The UK needs to be wary about its relations with China as Beijing embarks on a new cold war, a former Australian prime minister and Government trade adviser has warned.
Tony Abbott, a member of the Board of Trade, said the Asian economic powerhouse was weaponising trade and urged Britain to guard against selling key businesses to the Chinese or even collaborating at higher education level.
In a speech delivered at an event hosted by think tank Policy Exchange, Mr Abbott said: “After 40 years of bide and hide, China is asserting itself aggressively in what is at best a cold peace and more likely a new cold war, only against a strategic competitor that is far more formidable than the old Soviet Union because it is being increasing embedded inside the global economy and can bring economic as well as military pressure to bear against its targets.
“Barring a change of dynasty in Beijing, China is likely to be the challenge of the century with big implications for economics as well as security.”
Mr Abbott said the UK should not stop trading but should instead be “much more careful” about becoming economically dependent on China and assess where projects have “far more long-term value for them than us”.
He said China sees trade as “strategic weapon” to be turned “on and off like a tap to reward friends and punish foes”.

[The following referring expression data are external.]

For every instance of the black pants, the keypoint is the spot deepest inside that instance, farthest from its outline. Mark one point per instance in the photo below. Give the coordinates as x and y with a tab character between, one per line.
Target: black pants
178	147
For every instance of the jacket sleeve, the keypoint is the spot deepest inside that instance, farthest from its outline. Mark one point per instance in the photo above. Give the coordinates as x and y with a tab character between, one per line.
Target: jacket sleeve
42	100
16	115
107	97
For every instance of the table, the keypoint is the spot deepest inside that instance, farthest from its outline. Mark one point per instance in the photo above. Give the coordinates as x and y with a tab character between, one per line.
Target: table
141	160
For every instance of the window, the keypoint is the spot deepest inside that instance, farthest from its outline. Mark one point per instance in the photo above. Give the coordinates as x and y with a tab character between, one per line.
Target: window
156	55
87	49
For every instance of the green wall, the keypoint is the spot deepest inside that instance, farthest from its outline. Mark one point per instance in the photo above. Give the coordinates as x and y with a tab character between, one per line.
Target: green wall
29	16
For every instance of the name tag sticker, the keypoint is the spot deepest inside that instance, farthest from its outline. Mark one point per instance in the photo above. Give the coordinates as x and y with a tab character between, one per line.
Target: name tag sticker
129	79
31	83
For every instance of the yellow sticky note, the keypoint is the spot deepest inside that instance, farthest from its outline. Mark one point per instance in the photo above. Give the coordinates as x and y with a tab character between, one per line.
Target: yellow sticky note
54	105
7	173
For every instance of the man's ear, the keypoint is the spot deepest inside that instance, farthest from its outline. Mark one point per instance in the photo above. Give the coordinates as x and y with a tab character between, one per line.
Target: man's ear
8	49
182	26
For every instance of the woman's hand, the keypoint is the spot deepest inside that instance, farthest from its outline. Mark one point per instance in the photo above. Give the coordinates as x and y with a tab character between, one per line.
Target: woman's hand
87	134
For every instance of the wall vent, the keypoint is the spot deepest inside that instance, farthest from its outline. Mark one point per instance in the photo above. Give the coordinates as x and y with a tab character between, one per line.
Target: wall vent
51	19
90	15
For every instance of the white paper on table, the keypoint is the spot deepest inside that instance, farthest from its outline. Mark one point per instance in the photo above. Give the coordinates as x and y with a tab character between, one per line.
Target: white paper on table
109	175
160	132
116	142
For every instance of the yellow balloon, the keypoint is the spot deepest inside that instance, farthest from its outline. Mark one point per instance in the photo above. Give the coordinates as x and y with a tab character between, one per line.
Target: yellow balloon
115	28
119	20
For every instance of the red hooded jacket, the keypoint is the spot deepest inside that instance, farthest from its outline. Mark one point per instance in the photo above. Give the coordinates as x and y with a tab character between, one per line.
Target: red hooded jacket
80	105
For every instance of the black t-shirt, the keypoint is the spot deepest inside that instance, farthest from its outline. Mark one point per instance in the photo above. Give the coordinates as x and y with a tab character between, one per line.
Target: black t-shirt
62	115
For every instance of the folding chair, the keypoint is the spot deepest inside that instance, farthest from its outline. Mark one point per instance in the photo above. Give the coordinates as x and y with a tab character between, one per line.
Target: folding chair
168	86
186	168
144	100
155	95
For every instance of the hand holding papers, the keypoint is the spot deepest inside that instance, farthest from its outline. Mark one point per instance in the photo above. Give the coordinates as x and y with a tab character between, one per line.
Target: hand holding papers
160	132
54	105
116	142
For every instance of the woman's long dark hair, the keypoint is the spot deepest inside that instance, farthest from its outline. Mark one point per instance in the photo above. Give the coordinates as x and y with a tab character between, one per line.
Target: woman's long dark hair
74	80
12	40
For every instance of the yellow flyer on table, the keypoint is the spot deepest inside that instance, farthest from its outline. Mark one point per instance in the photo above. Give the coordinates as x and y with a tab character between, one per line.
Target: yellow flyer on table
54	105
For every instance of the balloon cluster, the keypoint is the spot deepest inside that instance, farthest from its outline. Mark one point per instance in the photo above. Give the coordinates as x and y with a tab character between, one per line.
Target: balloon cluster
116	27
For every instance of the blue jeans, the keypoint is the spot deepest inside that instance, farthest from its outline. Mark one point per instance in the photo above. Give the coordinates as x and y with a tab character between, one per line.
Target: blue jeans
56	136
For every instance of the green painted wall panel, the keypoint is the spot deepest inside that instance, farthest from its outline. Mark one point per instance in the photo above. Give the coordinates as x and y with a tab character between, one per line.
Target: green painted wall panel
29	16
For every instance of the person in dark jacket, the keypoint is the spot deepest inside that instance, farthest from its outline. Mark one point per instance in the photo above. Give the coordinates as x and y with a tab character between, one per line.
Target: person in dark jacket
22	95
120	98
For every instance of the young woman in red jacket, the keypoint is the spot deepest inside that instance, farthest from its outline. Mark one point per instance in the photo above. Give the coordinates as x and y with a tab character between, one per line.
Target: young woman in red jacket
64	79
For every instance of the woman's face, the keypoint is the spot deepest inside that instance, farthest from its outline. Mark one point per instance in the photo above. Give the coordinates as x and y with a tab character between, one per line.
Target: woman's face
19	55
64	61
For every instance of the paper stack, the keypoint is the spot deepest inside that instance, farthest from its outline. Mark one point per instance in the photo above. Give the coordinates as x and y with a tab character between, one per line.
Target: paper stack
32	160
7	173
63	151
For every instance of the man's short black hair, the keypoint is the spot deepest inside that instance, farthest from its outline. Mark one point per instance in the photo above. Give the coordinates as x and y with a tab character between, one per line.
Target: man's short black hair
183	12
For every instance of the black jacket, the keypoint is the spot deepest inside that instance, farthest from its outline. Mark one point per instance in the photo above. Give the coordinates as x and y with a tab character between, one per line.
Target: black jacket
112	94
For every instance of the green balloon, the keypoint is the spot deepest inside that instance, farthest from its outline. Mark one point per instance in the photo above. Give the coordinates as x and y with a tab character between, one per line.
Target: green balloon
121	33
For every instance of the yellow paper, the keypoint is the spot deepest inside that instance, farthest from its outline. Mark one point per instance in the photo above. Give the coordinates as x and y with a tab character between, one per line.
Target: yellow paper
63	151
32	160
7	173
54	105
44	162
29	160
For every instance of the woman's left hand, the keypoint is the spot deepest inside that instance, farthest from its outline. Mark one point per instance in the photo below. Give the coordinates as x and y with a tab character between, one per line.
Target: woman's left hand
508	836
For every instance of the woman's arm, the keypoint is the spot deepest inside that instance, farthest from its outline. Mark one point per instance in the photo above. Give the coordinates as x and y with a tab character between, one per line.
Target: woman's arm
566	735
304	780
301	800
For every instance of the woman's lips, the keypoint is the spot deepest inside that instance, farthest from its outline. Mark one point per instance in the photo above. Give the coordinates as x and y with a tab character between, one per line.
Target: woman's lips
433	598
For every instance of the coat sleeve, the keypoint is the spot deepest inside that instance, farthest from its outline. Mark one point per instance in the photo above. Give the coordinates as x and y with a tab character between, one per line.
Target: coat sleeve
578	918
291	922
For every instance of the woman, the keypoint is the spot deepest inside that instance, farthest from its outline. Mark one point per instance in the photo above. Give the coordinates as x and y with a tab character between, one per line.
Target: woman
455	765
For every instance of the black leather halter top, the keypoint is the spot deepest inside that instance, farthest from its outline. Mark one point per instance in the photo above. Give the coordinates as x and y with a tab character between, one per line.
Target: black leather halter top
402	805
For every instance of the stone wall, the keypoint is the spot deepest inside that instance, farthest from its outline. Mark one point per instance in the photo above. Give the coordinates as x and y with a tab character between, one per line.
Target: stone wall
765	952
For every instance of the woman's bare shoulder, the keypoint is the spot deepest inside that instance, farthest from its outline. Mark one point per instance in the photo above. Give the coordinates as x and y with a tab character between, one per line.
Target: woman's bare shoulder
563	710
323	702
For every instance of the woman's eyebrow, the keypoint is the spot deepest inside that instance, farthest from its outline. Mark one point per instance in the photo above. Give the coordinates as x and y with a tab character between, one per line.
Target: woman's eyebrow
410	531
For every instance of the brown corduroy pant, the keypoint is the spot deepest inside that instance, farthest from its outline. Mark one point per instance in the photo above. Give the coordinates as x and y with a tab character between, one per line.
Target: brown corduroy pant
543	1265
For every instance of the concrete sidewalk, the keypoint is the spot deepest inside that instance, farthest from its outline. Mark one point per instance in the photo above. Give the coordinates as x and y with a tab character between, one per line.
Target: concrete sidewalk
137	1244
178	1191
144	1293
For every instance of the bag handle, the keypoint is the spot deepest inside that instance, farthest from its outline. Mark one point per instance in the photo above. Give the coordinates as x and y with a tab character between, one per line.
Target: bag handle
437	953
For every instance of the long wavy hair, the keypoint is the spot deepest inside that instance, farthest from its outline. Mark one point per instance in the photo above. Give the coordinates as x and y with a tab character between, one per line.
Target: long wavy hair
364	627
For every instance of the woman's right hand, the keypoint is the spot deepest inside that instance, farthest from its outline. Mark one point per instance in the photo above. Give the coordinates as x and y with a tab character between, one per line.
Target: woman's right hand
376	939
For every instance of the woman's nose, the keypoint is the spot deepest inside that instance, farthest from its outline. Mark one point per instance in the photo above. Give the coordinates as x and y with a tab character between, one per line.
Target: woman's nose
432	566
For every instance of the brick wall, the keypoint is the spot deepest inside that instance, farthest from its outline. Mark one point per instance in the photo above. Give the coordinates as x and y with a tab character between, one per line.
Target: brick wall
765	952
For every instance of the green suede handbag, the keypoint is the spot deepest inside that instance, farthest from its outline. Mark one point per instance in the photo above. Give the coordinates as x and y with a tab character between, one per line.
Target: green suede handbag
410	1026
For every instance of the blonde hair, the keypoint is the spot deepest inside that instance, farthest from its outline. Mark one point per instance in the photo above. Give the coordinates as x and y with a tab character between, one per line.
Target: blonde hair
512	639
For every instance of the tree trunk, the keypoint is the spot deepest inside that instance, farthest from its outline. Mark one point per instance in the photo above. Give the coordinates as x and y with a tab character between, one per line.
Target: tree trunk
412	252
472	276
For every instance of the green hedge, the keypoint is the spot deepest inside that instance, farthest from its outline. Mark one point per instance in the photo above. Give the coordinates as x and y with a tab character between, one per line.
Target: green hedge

The intervention of the controversial politician, who has been accused of making misogynist comments in the past, comes as Boris Johnson faces growing pressure from some Conservative backbenchers to cool links with Beijing amid security concerns.
The UK Government has already made moves to strip Chinese technology giant Huawei from the domestic 5G network over intelligence fears, while recent reports have suggested Whitehall is looking to block a Chinese state-owned nuclear energy company from all future power projects in Britain.
Mr Abbott said that, no matter how close relations are between Chinese and British firms, the level of control exercised by the Beijing government meant it would be “unwise” to sell UK technology firms that aid China’s interests, a thinly-veiled reference to the potential sale of Welsh microchip manufacturer Newport Wafer Fab.